On February 8, 2011, the IRS announced a special voluntary
disclosure initiative that will be available through August 31,
2011, for taxpayers who have undisclosed foreign financial
accounts.
Individuals and entities subject to the jurisdiction of the United
States are required to submit Form TD F 90-22.1, the Report of
Foreign Bank and Financial Accounts (FBAR), on or before June 30 of
each year to report any financial interest in or signature
authority over foreign financial accounts maintained during the
previous calendar year if the aggregate value of those accounts
exceeded $10,000. Taxpayers who fail to file FBARs could
potentially face both criminal prosecution and civil penalties of
up to 50 percent of the total balance of the foreign accounts for
each annual violation.
In response to widespread failure to comply with the FBAR filing
requirements and the obligation of U.S. taxpayers to report all
worldwide income, the IRS and the U.S. Department of Justice
launched significant efforts to bring taxpayers with foreign assets
and income into compliance. Over the last three years, these
enhanced enforcement efforts have resulted in increased criminal
prosecutions and civil penalties, as well as cooperation from
foreign governments and banks in a number of jurisdictions that
previously safeguarded the identities of their accountholders.
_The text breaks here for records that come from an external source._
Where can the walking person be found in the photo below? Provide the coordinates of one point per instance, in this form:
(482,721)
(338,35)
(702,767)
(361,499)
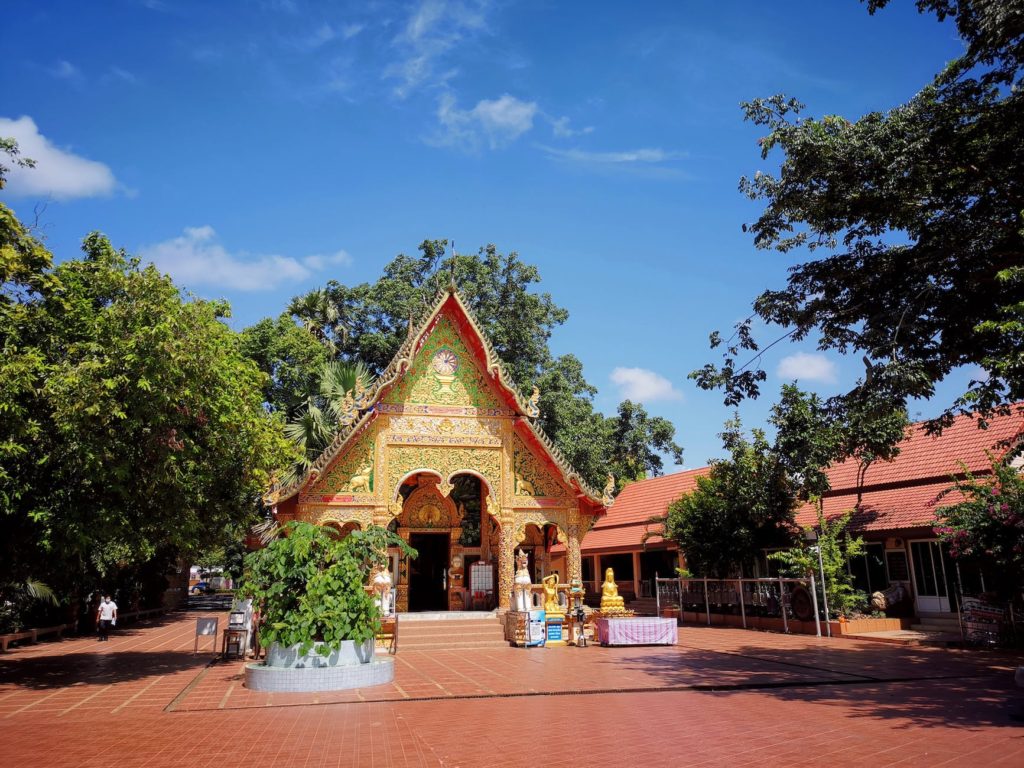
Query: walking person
(107,615)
While steadily increasing the risk that taxpayers with undisclosed
foreign financial accounts will get caught, the IRS continues to
encourage taxpayers to come forward voluntarily to report prior
noncompliance.
The first special voluntary disclosure program for offshore
accounts closed on October 15, 2009, with over 15,000 taxpayer
participants. The IRS decided to open a second disclosure
initiative following continued interest from taxpayers with foreign
accounts, including approximately 3,000 taxpayer submissions after
the official close of the 2009 program.
Under the 2011 initiative, individuals are subject to a penalty of
up to 25 percent of the amount in the foreign bank accounts in the
year with the highest aggregate account balance between 2003 and
2010. Some taxpayers will be eligible for 5 percent or 12.5 percent
penalties. Participants also must pay back taxes and interest for
up to eight years, along with accuracy-related and delinquency
penalties. If a taxpayer makes a timely, truthful and complete
disclosure prior to the deadline, the IRS will not recommend
criminal prosecution.
Unlike the 2009 program, in which submission of the taxpayer's
identifying information to the IRS prior to the October 15, 2009,
deadline was sufficient to participate in the program, the 2011
initiative requires submission of a complete and extensive package
of information and payment of the amounts owed to the IRS prior to
the August 31, 2011, deadline.
We strongly encourage any U.S. taxpayers with undisclosed foreign
accounts to consider participation in this disclosure initiative
promptly.
The content of this article is intended to provide a general guide to the subject matter. Specialist advice should be sought about your specific circumstances.